AI agents are experiencing explosive growth, but their construction still relies heavily on human expertise. Current state-of-the-art ADKs, including Google ADK, OpenAI ADK, Claude ADK, OpenHands, and LangChain, provide basic infrastructure but require developers to manually design three core architectural components:

Agent topology: The structure, hierarchy, and interaction patterns between agents
Tooling system: The tools agents can use and how they’re organized
Memory system: What information to store, how to structure it, and when to retrieve it

This human-centric paradigm has fundamental limitations:

Scalability: Substantial human effort and domain expertise required for each new agent
Generalizability: Fixed structures cannot dynamically adapt across different tasks
Effectiveness: Human-designed architectures may not be optimal for AI reasoning

This human-centric paradigm mirrors early machine learning, where models depended on hand-crafted features and carefully engineered pipelines. Modern machine learning, however, requires only a base model architecture and learns capable models directly from experience and feedback signals (denoted AI-centric paradigm). We argue that agent development is now at a similar turning point: instead of manually designing agent structures and capabilities, we should move toward an AI-centric paradigm, where a base “agent scaffold” is provided and the AI itself learns how to organize topology, tools, and memory from experience and feedback.

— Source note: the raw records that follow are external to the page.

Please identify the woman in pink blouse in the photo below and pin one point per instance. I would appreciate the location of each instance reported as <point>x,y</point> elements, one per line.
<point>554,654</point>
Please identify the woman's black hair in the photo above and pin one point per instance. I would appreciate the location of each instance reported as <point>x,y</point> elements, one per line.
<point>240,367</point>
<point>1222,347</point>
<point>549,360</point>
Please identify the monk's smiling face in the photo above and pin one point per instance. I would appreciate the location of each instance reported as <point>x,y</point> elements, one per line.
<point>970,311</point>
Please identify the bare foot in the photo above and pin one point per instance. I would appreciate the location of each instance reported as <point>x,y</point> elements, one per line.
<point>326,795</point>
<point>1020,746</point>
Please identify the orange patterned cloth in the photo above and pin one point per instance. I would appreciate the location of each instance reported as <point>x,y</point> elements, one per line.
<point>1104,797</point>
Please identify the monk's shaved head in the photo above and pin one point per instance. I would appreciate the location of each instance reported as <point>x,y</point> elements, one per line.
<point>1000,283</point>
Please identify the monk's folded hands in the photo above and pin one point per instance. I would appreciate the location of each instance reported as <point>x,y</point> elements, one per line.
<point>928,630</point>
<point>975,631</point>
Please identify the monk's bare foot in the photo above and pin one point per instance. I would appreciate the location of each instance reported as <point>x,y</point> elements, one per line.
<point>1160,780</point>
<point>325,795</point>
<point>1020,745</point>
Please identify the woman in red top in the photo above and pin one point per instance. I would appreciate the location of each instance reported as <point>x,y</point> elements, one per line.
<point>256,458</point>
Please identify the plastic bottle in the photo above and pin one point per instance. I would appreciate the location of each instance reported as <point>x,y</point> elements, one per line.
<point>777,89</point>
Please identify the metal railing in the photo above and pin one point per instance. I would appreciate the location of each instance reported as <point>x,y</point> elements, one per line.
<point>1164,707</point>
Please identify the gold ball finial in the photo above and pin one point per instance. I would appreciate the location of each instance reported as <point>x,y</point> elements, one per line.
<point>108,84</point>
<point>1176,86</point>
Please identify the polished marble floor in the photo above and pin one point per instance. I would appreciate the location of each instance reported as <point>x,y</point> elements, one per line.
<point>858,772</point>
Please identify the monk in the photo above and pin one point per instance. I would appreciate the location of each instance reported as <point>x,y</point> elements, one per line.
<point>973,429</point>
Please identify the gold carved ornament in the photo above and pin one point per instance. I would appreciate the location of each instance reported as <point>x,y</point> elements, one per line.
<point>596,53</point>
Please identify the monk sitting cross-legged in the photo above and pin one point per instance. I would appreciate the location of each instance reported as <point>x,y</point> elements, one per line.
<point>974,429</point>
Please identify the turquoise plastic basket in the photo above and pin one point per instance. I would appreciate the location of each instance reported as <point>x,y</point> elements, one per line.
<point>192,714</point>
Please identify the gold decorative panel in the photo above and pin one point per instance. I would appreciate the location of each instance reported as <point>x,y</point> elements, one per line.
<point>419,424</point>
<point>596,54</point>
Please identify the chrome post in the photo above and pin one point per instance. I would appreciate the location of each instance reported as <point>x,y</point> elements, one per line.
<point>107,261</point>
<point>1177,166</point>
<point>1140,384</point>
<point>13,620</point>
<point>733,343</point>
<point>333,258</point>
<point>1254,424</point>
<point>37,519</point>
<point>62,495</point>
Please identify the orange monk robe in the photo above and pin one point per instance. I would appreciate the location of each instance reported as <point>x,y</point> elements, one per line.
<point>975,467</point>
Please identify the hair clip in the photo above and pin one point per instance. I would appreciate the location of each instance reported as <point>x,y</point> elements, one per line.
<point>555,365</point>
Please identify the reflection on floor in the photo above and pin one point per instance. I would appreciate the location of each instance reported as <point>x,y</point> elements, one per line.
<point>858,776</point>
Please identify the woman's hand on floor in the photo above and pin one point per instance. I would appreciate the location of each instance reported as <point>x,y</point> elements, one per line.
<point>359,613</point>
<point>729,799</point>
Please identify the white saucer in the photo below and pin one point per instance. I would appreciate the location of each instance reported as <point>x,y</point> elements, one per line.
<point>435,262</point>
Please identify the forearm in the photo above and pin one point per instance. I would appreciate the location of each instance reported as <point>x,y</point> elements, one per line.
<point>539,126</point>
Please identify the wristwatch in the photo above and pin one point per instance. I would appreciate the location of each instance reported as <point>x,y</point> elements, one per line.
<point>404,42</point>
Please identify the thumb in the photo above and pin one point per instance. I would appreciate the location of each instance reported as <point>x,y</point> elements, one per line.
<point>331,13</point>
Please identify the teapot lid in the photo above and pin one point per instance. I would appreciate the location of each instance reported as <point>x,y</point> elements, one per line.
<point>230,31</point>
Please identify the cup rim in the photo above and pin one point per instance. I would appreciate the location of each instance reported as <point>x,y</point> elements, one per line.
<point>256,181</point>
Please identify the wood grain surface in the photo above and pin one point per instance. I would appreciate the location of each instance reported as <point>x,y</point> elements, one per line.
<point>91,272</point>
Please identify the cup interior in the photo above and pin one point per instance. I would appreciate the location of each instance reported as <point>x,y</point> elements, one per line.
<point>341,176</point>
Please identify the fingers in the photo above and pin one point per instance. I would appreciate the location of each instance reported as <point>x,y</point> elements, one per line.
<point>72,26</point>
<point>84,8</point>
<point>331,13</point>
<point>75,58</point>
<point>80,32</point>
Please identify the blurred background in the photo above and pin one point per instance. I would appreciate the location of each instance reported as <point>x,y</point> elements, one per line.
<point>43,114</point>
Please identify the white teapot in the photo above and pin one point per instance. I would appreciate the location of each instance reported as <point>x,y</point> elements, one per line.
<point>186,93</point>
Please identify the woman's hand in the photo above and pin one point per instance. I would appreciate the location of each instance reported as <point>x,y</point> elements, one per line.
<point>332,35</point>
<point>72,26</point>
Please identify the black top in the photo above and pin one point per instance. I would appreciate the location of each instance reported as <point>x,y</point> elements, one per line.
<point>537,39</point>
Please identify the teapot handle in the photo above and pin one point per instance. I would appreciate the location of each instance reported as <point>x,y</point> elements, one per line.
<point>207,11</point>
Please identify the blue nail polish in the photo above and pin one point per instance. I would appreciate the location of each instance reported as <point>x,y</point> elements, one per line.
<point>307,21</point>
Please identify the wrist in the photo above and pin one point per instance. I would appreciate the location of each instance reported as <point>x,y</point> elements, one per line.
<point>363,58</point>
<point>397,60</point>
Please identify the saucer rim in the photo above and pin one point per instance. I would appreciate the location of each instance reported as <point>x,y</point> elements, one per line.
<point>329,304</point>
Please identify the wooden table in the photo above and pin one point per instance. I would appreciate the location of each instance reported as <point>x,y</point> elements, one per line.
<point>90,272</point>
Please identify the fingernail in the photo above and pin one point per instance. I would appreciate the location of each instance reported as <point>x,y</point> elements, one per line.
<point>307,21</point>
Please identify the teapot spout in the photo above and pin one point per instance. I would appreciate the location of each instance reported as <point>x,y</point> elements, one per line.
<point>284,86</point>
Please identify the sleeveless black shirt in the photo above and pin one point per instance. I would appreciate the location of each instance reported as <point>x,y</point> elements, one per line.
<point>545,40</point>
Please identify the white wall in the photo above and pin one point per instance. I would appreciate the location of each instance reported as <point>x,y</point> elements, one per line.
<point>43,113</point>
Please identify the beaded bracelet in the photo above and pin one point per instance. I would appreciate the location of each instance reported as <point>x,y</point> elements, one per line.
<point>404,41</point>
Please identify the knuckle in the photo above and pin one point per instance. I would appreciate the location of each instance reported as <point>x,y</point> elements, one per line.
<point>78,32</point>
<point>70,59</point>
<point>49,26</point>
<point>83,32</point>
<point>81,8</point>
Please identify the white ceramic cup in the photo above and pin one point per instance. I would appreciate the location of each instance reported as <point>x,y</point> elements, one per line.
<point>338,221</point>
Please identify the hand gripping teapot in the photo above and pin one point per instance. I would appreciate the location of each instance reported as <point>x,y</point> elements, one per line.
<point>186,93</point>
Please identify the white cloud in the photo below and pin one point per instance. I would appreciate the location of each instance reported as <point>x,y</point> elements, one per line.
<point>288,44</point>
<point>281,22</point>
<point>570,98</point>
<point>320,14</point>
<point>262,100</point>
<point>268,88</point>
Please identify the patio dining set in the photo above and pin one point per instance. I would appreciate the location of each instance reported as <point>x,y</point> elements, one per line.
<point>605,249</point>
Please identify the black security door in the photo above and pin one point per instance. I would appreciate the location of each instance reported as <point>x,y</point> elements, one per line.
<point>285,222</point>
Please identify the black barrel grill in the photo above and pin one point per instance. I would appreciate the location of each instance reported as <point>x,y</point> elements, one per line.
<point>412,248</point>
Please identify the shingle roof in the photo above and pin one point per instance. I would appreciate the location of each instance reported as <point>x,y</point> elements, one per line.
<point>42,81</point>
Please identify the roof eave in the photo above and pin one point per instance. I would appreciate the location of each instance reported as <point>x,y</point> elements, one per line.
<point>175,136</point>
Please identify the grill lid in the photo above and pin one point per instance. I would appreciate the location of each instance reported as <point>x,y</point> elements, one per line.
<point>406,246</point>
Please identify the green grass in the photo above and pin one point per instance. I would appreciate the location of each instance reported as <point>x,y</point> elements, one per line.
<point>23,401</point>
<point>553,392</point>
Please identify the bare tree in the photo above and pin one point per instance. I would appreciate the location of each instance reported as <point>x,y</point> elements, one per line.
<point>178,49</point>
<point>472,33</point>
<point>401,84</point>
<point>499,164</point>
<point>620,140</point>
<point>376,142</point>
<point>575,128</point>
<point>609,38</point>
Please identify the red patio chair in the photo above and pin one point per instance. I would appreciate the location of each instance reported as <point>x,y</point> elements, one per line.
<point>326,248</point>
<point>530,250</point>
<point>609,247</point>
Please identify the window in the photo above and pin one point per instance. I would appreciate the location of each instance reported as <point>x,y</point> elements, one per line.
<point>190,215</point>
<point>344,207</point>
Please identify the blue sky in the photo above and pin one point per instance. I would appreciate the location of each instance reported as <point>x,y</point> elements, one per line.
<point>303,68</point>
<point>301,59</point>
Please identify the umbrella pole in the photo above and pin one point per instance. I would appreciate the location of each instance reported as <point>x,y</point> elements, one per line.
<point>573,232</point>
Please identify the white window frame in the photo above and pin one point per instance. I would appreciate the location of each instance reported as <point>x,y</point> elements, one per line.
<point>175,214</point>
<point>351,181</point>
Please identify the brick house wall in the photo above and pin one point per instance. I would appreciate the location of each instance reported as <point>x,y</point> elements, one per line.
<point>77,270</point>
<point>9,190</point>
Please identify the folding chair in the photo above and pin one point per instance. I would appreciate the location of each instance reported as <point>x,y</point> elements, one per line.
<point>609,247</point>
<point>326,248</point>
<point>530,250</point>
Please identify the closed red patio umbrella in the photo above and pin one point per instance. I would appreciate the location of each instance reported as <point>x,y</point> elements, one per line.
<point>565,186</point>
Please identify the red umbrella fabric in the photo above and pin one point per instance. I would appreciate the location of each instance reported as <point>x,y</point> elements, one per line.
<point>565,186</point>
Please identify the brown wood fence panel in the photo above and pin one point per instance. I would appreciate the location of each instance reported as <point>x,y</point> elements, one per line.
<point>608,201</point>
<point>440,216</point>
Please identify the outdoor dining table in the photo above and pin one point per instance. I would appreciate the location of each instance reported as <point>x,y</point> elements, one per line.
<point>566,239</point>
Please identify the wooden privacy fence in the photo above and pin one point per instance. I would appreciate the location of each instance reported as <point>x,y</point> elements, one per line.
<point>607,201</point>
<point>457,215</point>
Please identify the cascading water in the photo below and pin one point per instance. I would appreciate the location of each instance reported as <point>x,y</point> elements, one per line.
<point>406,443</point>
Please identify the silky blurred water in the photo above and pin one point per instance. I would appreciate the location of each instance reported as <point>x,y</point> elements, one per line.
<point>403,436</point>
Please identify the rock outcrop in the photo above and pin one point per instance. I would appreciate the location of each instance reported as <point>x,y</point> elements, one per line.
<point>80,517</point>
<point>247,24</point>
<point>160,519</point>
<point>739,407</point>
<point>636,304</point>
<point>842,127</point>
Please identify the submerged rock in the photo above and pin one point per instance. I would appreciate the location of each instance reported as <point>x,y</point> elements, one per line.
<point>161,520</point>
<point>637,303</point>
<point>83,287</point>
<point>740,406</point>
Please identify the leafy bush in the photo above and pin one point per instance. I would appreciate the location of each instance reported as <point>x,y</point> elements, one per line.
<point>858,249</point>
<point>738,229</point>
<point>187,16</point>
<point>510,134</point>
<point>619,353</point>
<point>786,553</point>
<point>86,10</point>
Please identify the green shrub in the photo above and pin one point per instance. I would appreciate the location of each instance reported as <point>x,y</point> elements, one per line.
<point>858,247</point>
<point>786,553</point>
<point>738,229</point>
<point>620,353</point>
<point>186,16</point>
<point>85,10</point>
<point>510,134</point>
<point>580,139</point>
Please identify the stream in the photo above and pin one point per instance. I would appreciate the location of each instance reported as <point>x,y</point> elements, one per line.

Motivated by this shift, we introduce OpenSage (Open Self-programming Agent Generation Engine), an Agent Development Kit that allows AI systems to automatically create agent topologies, synthesize and manage tools, and control hierarchical memory for context storage and retrieval.

As Table 1 shows, existing ADKs stop short of AI-centric agent development, while OpenSage closes the gap across topology, tools, and memory.

Table 1: OpenSage vs. state-of-the-art ADKs ( full support; partial/limited; not supported).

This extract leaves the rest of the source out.